Chirimen is a famous specialty of Ouchi-juku. These are traditional crafts from Fukushima Prefecture, including local toys such as akabeko and awari-koboshi, as well as miscellaneous goods with motifs of vegetables, fruits, animals, etc. The gentle colors and soft texture unique to chirimen are attractive.
If you pass through the large torii gate near the center of the cityscape, you will find Takakura Shrine. This shrine is dedicated to King Mochihito (Takakuranomiya), the third son of the 77th Emperor Goshirakawa, and it is said that the name “Ouchi” was given to him by King Mochihito. There is a legend that King Mochihito fled to this area and went into hiding after failing to hunt down the Heike clan. From the shrine, you can see the countryside and mountains.
From the Koyasu Kannon-do Observatory on the north side of the street, you can see the entire Ouchi-juku area. If you climb the stairs to the observation deck, you can get a panoramic view of the thatched-roofed building. Although it is smaller in scale than the gassho-style villages such as Shirakawa-go and Gokayama, it is still a sight that gives you a taste of the Edo period.

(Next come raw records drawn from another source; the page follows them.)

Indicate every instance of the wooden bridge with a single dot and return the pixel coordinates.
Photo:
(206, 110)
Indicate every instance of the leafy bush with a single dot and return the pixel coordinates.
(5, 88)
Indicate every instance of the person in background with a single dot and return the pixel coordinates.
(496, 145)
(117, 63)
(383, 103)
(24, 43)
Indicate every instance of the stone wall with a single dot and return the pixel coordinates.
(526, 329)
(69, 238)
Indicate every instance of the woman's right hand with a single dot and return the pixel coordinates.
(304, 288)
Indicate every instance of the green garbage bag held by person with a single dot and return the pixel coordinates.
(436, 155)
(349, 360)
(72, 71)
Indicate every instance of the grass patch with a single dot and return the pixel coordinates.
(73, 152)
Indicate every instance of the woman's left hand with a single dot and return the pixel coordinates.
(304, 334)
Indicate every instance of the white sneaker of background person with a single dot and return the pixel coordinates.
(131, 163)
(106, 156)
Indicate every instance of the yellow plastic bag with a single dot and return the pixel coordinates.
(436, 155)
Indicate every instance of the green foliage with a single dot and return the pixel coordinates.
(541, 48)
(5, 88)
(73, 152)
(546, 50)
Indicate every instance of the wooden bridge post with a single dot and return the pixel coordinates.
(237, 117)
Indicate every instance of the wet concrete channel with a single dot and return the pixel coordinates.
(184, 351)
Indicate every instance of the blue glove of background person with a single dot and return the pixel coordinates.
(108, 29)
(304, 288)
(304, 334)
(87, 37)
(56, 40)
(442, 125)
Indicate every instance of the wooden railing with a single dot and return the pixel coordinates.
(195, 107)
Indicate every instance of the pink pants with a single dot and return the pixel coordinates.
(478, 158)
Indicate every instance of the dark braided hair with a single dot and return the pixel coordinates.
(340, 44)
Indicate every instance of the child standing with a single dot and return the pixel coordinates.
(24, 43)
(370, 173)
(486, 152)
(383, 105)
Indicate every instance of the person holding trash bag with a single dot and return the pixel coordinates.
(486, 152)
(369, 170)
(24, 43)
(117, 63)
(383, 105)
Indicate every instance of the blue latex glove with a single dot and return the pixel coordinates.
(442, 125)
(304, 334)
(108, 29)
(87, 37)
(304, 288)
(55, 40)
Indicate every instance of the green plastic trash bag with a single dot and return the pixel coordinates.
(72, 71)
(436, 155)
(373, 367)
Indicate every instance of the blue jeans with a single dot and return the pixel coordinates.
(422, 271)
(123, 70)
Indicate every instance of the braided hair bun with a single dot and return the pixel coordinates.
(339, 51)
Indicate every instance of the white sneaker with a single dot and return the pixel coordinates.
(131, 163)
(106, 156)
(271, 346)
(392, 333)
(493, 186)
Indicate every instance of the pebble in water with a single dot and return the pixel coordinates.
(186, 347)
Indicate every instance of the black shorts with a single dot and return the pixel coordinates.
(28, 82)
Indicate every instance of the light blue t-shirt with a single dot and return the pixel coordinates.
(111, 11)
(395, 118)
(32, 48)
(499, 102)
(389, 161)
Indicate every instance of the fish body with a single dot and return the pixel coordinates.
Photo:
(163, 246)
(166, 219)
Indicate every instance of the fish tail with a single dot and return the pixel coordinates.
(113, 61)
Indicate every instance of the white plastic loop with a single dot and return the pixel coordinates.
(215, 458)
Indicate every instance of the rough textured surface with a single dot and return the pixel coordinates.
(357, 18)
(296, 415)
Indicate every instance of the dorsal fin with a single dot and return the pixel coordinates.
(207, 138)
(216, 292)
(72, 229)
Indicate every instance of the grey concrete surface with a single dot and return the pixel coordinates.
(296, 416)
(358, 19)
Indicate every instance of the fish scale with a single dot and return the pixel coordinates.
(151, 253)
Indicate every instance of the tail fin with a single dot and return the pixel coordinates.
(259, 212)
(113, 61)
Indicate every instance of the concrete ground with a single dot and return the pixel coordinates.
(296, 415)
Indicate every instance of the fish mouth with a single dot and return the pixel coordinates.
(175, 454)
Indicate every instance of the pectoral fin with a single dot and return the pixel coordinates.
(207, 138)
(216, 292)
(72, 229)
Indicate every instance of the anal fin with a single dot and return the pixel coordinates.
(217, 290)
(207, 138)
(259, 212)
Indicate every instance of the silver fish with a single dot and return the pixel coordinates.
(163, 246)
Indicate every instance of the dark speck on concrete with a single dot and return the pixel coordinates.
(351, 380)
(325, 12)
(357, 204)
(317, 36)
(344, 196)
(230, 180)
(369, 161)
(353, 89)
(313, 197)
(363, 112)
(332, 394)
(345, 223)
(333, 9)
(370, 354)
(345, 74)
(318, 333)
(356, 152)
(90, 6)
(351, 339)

Ouchi-juku motorcycle parking lot
Ouchi-juku has a free bicycle parking lot for motorcycles.
This is located about 700m south of the paid parking lot/temporary parking lot along Prefectural Route 131. It takes about 10 minutes to walk to Ouchi-juku, but if you are going by bike, you have no choice but to park here.
Paid and free parking lots in the surrounding area are for four-wheelers only and do not accept motorcycles.
I parked my bike in this bike parking lot, but it was quite crowded.
Especially during peak season or on weekends, there may not be any spaces available unless you go early.
This time, I took a motorcycle tour from Tokyo to Ouchi-juku.
Ouchi-juku is a historic tourist destination that retains the atmosphere of an Edo-period post town, where you can enjoy local gourmet foods such as green onion soba and warisen, as well as specialty products such as chirimen.
You can also see the cityscape of Ouchi-juku and the surrounding nature from Takakura Shrine and Koyasu Kannon-do. The bicycle parking lot is located a little far from Ouchi-juku, but you can use it for free.
Through this tour, I was able to experience Japanese traditional culture and history. When you ride a bike, you get a feel for the scenery and climate along the way, which doubles the fun of your trip.
If you have a chance to go to Ouchi-juku by bike, please use this as a reference.